Тепло попрощавшись с летчиками, Ватутин поспешил в 21-ю армию.
— Надо торопиться, — сказал он Семенчуку, — пока не рассвело окончательно. Заодно посмотрим, как передвигаются войска. Скрытность для нас сейчас важна, как никогда.
Но до И.М. Чистякова добрались только днем. Командующий самым внимательным образом осматривал фронтовые дороги и нигде не встретил движущихся колонн. Голая, покрытая первым снегом равнина, казалось, вымерла, только в небе натужно стрекотал маленький У-2. Все это окончательно подняло настроение Ватутина, и он решил не напоминать Чистякову о ночной встрече с его подчиненными.

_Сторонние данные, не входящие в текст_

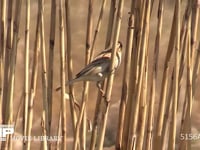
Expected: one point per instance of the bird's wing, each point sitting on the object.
(97, 66)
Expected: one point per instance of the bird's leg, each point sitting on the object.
(100, 88)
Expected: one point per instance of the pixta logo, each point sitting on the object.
(5, 130)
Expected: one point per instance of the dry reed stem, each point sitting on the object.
(82, 117)
(7, 53)
(196, 69)
(33, 82)
(111, 76)
(62, 76)
(150, 123)
(26, 67)
(126, 79)
(176, 75)
(2, 51)
(142, 52)
(110, 23)
(51, 59)
(59, 131)
(96, 118)
(143, 105)
(45, 128)
(167, 115)
(99, 97)
(133, 75)
(164, 87)
(2, 58)
(9, 100)
(70, 66)
(97, 28)
(195, 61)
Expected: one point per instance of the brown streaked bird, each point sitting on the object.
(98, 69)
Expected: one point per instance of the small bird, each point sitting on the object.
(98, 69)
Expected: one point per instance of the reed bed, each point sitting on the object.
(157, 87)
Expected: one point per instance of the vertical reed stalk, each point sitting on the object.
(167, 116)
(97, 28)
(46, 129)
(176, 75)
(62, 75)
(2, 51)
(164, 87)
(195, 24)
(51, 59)
(7, 53)
(26, 65)
(111, 22)
(70, 65)
(99, 97)
(9, 100)
(150, 123)
(86, 84)
(126, 78)
(33, 83)
(111, 76)
(142, 51)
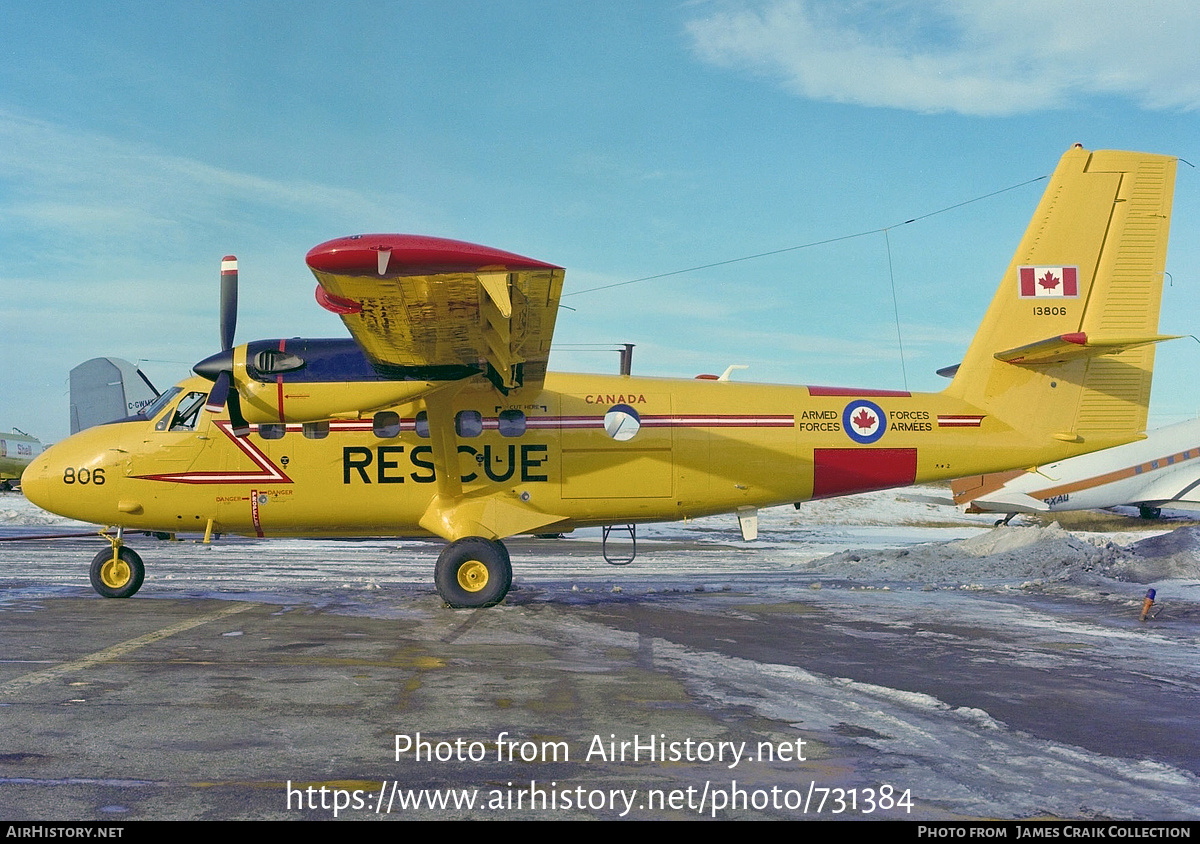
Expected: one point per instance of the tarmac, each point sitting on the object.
(579, 698)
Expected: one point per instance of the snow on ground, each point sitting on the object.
(907, 536)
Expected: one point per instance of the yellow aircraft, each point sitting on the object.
(439, 415)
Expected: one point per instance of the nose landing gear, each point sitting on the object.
(118, 573)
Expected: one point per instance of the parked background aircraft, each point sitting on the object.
(438, 415)
(1161, 470)
(17, 450)
(107, 389)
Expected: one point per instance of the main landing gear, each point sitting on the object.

Зная о постоянной нехватке времени у командующего фронтом, Чистяков сразу после доклада предложил пройти к карте.
— Э, нет, Иван Михайлович! — неожиданно отказался Ватутин. — Думаю у тебя остаться до вечера, переговорить успеем. А сейчас неплохо бы пообедать. Вторые сутки во рту ничего горячего не было, кроме чая. Хорошо бы похлебки какой, а то меня Семенчук закормил тушенкой.
— Как же так? — укоризненно обратился к адъютанту Чистяков.
— А что я могу? Все время на колесах, — оправдывался Семенчук. — В машине, что ли, керосинку ставить?
— Не обижайся, Семенчук, — остановил его Ватутин. — Что ты мой ангел-хранитель, по-моему, весь фронт знает.
После плотного фронтового обеда генералы засели за картой, Николай Федорович уже в который раз внимательно рассматривал красные и черные значки, линии, синие зубчики рубежей противника.
— Вроде сил достаточно, — не выдержал молчания Чистяков, — в сорок первом об этом можно было только мечтать.
— Да, ты прав, но, думаю, в сорок первом трудно было бы таким количеством войск управлять. Сознайся, Иван Михайлович.